Zugegeben, ich bin nicht unbedingt ein CAMEL-Fan, und ein Experte auf diesem Gebiet genauso wenig, daher fällt es mir etwas schwer, diese beiden auf
InsideOut wiederveröffentlichten Outputs zu besprechen. Mir ist wohl bewusst, dass es schon fast an Blasphemie zu grenzen scheint, über die "heiligen" CAMEL und Andy Latimer irgendwas Negatives zu sagen. Aber irgendwann ist wohl immer das erste Mal. Aber gehen wir chronologisch vor.
Dust And Dreams wurde ursprünglich 1991 nach einer 7jährigen Schaffenspause veröffentlicht, und es handelt sich um die musikalische Umsetzung von John Steinbecks Roman
The Grapes Of Wrath ("Die Früchte des Zorns").
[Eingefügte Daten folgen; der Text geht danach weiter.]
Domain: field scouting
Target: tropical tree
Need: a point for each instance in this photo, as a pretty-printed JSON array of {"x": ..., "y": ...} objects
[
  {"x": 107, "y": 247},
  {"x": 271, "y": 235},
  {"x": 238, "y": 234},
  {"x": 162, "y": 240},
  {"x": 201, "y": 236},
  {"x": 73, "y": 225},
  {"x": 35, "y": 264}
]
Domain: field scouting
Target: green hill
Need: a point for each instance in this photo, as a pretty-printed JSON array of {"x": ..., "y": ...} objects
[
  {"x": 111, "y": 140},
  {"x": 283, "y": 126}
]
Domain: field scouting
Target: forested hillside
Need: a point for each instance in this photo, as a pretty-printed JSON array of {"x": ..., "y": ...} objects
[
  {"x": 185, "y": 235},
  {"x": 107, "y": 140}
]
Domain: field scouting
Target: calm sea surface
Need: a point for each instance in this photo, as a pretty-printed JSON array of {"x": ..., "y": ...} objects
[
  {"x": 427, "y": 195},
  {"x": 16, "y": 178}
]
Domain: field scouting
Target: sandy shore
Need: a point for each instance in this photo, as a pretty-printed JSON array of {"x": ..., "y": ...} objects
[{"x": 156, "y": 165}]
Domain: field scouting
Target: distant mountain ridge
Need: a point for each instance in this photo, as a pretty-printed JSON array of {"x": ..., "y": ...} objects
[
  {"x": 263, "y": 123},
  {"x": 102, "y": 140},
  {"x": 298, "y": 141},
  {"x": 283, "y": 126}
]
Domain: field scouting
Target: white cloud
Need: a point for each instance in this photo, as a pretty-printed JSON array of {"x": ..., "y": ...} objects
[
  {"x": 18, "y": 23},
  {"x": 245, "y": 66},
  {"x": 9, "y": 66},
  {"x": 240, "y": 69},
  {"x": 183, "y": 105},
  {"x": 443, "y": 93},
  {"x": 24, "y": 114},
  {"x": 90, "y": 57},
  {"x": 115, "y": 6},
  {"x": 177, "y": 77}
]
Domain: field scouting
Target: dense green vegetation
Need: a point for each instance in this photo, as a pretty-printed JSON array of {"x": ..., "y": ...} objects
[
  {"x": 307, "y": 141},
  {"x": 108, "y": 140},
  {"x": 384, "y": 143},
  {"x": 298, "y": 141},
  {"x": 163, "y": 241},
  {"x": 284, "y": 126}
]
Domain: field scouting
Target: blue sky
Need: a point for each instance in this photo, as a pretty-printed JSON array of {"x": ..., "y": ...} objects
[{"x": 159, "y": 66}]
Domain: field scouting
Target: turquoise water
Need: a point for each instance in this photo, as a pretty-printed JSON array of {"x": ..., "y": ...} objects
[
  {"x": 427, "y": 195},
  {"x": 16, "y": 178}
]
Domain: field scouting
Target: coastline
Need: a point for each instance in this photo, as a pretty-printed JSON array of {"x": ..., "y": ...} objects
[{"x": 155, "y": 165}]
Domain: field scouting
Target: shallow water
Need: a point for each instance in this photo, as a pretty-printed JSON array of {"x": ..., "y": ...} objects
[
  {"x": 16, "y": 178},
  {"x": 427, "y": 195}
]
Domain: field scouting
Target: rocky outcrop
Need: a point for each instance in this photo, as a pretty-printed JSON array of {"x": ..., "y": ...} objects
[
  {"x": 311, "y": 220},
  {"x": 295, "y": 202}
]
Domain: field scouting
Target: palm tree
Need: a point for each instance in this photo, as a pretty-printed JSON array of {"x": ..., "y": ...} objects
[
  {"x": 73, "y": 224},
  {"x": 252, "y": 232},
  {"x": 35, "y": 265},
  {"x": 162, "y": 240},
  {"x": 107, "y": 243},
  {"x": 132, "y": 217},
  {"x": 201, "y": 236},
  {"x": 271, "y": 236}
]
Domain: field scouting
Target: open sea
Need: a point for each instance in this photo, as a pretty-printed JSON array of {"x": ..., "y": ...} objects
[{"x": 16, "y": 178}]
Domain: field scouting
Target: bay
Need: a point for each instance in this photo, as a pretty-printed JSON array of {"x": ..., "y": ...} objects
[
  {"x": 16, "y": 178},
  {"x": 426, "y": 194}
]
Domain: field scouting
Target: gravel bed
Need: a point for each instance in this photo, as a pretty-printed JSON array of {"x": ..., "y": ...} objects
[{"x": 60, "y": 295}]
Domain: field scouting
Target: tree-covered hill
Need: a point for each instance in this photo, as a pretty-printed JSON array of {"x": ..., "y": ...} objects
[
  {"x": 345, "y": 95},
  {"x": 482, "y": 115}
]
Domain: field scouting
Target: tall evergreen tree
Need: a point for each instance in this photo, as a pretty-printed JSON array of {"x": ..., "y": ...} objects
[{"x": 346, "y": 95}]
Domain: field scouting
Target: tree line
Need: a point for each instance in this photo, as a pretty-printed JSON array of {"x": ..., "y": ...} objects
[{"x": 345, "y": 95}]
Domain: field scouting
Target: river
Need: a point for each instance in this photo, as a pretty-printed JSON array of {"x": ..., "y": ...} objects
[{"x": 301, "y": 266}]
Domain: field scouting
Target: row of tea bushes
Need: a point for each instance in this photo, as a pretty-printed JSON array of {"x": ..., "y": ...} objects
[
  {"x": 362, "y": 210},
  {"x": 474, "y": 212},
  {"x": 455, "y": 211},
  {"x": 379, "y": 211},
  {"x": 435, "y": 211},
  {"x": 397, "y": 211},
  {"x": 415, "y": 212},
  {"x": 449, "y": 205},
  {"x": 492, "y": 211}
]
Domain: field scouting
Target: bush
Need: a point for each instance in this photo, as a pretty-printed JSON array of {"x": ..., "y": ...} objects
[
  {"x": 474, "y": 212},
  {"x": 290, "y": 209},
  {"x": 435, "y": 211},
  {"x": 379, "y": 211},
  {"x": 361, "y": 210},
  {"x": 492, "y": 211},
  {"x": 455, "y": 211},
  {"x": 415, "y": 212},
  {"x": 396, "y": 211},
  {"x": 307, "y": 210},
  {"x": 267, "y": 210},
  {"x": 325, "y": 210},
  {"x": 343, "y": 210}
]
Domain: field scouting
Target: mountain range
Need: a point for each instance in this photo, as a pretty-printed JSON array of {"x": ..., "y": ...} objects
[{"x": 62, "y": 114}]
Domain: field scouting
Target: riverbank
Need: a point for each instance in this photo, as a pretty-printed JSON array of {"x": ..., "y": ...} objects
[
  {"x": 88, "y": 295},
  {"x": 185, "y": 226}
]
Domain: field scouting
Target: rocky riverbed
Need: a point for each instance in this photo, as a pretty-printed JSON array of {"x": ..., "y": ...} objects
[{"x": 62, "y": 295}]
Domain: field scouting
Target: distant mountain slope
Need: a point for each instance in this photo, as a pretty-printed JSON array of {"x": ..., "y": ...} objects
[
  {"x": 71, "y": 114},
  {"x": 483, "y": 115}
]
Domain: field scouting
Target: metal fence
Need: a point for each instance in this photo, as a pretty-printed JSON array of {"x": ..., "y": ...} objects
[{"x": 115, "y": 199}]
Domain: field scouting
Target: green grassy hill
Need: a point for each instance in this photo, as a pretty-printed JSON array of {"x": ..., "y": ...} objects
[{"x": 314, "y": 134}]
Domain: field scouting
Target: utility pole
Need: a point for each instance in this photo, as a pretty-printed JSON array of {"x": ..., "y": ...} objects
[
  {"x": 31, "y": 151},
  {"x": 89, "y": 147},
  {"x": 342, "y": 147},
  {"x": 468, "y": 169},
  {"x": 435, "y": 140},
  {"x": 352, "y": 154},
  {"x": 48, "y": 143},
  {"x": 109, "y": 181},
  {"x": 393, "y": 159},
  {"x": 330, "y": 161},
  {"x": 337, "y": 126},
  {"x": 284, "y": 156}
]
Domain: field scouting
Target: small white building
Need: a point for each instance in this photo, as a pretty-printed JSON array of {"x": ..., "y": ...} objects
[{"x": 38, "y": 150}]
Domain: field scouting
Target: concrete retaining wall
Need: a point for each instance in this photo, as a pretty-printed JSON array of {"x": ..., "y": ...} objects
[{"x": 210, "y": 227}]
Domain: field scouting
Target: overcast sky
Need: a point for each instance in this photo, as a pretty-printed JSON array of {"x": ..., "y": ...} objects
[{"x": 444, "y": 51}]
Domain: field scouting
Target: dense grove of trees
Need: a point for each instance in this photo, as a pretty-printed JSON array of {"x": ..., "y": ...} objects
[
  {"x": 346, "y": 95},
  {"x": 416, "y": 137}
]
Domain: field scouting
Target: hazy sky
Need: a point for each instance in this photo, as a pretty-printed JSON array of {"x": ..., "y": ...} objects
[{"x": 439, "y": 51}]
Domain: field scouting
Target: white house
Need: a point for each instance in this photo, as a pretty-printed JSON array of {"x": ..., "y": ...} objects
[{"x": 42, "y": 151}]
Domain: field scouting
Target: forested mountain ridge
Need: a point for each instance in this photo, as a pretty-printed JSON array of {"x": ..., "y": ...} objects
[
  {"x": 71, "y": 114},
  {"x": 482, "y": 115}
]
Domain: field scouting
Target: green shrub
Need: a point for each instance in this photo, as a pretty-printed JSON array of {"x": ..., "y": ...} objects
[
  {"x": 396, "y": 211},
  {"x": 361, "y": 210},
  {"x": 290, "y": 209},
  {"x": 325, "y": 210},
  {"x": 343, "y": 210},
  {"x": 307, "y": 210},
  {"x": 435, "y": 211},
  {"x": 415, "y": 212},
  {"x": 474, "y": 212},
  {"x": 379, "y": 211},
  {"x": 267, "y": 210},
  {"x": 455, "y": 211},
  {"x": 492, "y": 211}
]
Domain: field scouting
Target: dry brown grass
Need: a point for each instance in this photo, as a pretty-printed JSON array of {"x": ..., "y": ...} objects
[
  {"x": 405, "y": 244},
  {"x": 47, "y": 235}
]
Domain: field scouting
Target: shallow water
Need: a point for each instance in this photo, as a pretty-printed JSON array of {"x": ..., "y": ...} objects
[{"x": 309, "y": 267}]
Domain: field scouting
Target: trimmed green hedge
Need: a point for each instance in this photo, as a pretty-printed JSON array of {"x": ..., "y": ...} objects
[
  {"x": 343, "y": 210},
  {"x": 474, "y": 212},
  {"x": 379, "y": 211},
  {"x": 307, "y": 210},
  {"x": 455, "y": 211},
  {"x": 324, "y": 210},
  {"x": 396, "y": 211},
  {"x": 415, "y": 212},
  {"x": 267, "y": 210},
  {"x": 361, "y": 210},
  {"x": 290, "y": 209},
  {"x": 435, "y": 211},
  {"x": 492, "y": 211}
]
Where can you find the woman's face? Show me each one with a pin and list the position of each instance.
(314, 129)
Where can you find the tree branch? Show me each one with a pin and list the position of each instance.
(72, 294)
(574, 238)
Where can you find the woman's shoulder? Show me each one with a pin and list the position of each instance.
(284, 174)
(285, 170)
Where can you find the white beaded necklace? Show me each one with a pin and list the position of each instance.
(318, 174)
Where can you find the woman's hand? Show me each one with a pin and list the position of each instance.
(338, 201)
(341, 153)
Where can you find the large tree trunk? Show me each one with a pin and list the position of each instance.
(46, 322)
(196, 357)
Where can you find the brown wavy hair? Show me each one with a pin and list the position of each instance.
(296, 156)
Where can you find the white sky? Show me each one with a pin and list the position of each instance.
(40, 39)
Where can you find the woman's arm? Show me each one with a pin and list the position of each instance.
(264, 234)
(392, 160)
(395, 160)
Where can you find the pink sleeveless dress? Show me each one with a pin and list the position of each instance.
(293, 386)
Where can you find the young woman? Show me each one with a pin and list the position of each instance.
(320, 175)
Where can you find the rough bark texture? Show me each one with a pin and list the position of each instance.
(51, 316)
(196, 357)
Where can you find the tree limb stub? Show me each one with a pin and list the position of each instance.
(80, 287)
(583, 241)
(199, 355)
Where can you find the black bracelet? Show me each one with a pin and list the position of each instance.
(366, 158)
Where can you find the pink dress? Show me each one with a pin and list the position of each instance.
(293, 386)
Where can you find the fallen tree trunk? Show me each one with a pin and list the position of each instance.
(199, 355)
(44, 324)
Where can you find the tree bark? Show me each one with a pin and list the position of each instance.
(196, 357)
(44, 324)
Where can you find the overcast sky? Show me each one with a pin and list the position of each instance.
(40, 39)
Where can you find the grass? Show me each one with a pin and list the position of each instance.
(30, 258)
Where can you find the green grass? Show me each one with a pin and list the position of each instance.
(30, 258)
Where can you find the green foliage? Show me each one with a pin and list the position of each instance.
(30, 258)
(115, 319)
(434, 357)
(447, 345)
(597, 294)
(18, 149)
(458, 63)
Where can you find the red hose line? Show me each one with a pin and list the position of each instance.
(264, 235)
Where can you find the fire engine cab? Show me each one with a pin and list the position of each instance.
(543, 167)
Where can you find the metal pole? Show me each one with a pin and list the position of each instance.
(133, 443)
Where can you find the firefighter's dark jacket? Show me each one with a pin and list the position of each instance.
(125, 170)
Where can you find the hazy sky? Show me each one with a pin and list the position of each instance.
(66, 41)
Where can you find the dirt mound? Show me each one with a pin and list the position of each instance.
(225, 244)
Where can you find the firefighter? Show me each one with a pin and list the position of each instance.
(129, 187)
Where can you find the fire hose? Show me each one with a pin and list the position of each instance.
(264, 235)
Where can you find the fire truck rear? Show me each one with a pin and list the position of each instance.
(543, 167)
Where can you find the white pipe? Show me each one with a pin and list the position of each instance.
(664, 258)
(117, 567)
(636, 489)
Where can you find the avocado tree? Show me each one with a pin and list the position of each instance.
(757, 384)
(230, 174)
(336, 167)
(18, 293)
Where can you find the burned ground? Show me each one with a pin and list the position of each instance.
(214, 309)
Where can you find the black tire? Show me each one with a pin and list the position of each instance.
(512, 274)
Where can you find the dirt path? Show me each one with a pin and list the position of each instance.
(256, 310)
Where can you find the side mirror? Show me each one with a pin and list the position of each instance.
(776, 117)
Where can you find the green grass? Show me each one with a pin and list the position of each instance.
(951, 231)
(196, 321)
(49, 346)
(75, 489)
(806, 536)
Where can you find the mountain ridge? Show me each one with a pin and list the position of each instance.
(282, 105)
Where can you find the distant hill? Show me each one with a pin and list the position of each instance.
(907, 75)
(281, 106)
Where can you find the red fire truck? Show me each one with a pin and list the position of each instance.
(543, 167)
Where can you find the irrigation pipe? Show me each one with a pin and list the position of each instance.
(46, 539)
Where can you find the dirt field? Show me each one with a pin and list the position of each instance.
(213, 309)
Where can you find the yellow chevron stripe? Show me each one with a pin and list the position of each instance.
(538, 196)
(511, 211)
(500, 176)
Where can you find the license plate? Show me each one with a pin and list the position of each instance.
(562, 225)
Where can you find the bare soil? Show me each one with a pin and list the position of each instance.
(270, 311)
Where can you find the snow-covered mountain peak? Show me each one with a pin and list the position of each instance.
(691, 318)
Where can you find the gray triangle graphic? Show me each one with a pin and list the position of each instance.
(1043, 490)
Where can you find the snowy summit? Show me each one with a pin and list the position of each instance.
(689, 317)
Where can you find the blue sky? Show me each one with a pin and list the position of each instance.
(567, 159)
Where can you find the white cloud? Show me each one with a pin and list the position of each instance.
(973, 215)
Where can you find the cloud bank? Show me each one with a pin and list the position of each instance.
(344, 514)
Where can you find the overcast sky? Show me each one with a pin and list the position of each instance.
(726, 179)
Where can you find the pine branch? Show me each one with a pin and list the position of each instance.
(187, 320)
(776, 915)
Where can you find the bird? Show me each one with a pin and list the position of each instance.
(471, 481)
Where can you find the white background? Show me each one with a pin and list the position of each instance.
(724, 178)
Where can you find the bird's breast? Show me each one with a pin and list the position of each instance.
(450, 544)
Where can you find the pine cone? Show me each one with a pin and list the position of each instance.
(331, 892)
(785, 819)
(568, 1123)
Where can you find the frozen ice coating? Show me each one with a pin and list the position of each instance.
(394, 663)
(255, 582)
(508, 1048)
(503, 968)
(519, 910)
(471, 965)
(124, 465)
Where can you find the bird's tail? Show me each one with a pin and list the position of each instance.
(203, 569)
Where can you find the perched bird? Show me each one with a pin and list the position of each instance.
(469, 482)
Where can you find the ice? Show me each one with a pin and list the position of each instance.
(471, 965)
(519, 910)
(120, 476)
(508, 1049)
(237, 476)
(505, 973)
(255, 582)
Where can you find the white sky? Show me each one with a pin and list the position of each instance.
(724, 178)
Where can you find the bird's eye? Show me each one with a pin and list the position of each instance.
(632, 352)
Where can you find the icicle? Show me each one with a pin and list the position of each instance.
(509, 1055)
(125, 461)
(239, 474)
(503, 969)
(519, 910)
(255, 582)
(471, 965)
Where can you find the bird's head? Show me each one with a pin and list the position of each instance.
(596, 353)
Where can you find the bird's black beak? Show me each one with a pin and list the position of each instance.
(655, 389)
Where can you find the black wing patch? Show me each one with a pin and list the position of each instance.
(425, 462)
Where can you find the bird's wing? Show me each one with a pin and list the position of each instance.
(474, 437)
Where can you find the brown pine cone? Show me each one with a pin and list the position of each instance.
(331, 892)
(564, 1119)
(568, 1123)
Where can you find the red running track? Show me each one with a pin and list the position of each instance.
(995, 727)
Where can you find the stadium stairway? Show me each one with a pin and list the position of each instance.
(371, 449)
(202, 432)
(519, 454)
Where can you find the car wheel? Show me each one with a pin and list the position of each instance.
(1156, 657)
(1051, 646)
Ein recht anspruchsvolles Konzept also, das sich Meister Latimer hier vorgenommen hatte. Von einigen Leuten wird diese musikalische Umsetzung des Steinbeck-Klassikers sogar als bestes CAMEL-Werk überhaupt angesehen. Vielleicht ist es das, und ich begreife nur das Ausmaß der Genialität nur nicht. In der Praxis sieht das jedenfalls so aus: Der Hörer wird entführt in ruhige, melancholische, verträumte musikalische Stimmungswelten, immer wieder durchsetzt von Latimers glasklarer Gitarre, der es versteht, verschiedene Stimmungslagen wie Wut, Enttäuschung, Ausweglosigkeit etc. damit zum Ausdruck zu bringen. Für mich ist Latimers Gitarre eindeutig das beste, was die Musik von CAMEL zu bieten hat, und es gibt sogar Tracks von CAMEL, die mich richtig begeistern können, wie z.B.
Pressure Points von
Stationary Traveller. Trotzdem macht mich das noch nicht zum begeisterten CAMEL-Freak, dazu fehlt mir einfach die Würze und der Spannungsbogen. Nix gegen ruhige, verträumte Musik, aber hier macht sich bei mir nach kurzer Zeit dann doch die Langeweile breit und ich werde etwas schläfrig, von gelegentlichen, lauteren Ausbrüchen, wie z.B.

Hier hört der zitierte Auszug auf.